SOCIAL SUPPORT, THE SELF, AND RELATIONSHIP FUNCTIONING IN WEIGHT-LOSS

By On Saturday, September 28th, 2013 Categories : Review

While the literature on social support and its relation to intrapersonal and interpersonal functioning is ever increasing, there is a complete lack of literature on the role of self and relationship functioning in weight-loss specific support. As such, the broad literature will be discussed and hypotheses regarding weight-loss support will be based on the more general social support literature. Perceptions of social support. Perception of social support is the degree to which a person feels supported and cared for, and is a function of not only the supportive behaviours provided, but the context in which these behaviours occur. Gurung, Sarason, and Sarason highlighted the roles of the support provider and receiver’s characteristics in support perceptions, along with their views of their relationship, and the general situation in which the support occurs. It is important to consider these contextual factors in support perception as research indicates that perceptions of support rather than actual support received are related to mental health outcomes. Social support and self functioning. Higher levels of social support are generally related to better physical and psychological functioning. Individuals who report feeling supported are less lonely, less depressed, and have higher self-esteem. Psychological characteristics may be related to social support in a number of ways. First, social support appears to play a protective role in buffering individuals from stress and psychological dysfunction. Second, self functioning plays a role in the receipt and perception of social support. It is true that personality characteristics may increase support opportunities in reality. Gracia and Herrero found using Structural Equation Modeling that higher perceptions of social support within specific relationships were in part a function of personal variables including lower levels of stress and depression and higher levels of self-esteem.
The suggestion therefore is that while lower levels of social support have a deleterious impact on self functioning, self functioning also has impacts on perceptions of social support.

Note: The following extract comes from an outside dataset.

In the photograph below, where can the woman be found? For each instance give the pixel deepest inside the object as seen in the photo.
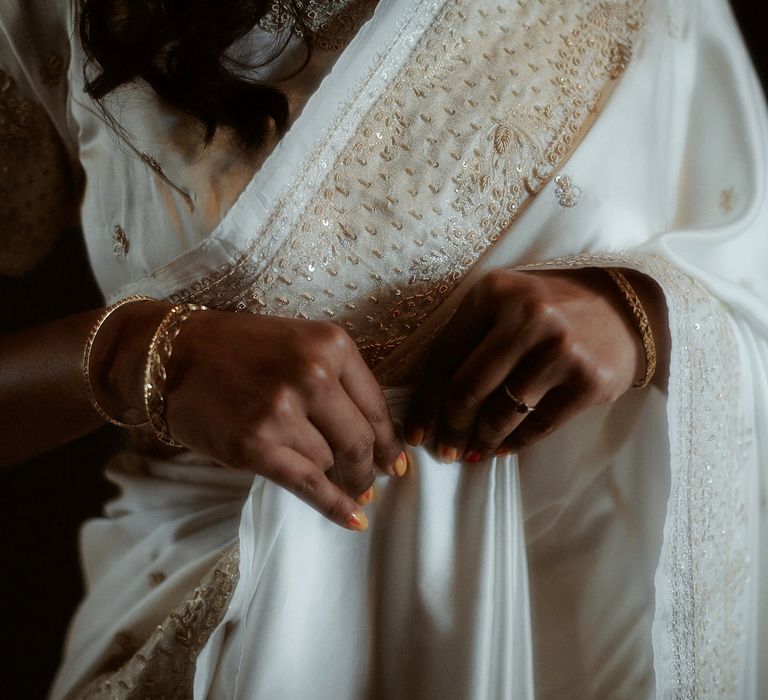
(446, 197)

Gurung also found that when an individual’s personal characteristics were more negative (higher depression, anxiety, loneliness, lower self-esteem), this contributed significantly to both perceptions of less support in a stressful situation and lower levels of observed support in the stressful situation. Social support and attachment. Social support and attachment style are intricately related, so much so that some researchers have suggested that perceived support is a consequence of the internal working models regarding the self and others developed in infancy (attachment style). Anxiously or avoidantly attached individuals are unlikely to expect support from their partner based on a history of relationships with others who have been unresponsive in times of need, and so may perceive less support from their partners. These theoretical notions have been supported by much research demonstrating an association between insecure attachment (both avoidant and anxious) and feelings of being less supported. The effect of attachment style on support perception seems to be particularly pertinent when the support is somewhat ambiguous. For the current study it was expected that women who reported higher levels of insecure (anxious or avoidant) attachment would report less frequent and helpful partner support of their weight-loss attempts.
Social support and relationship satisfaction. As outlined earlier, social support is an important part of close romantic relationships. The importance of support in a happy relationship is emphasised further in that individuals who are more satisfied in their relationship are also more likely to provide support to their partner. Collins and Feeney found that perceptions of support within an intimate relationship were coloured by the individual’s beliefs and expectations regarding the relationship and their satisfaction with the relationship. Further, the effect of relationship satisfaction on support perceptions was independent of the actual level of support provided as rated by an independent observer. This highlights the importance of the relationship context in which support is provided.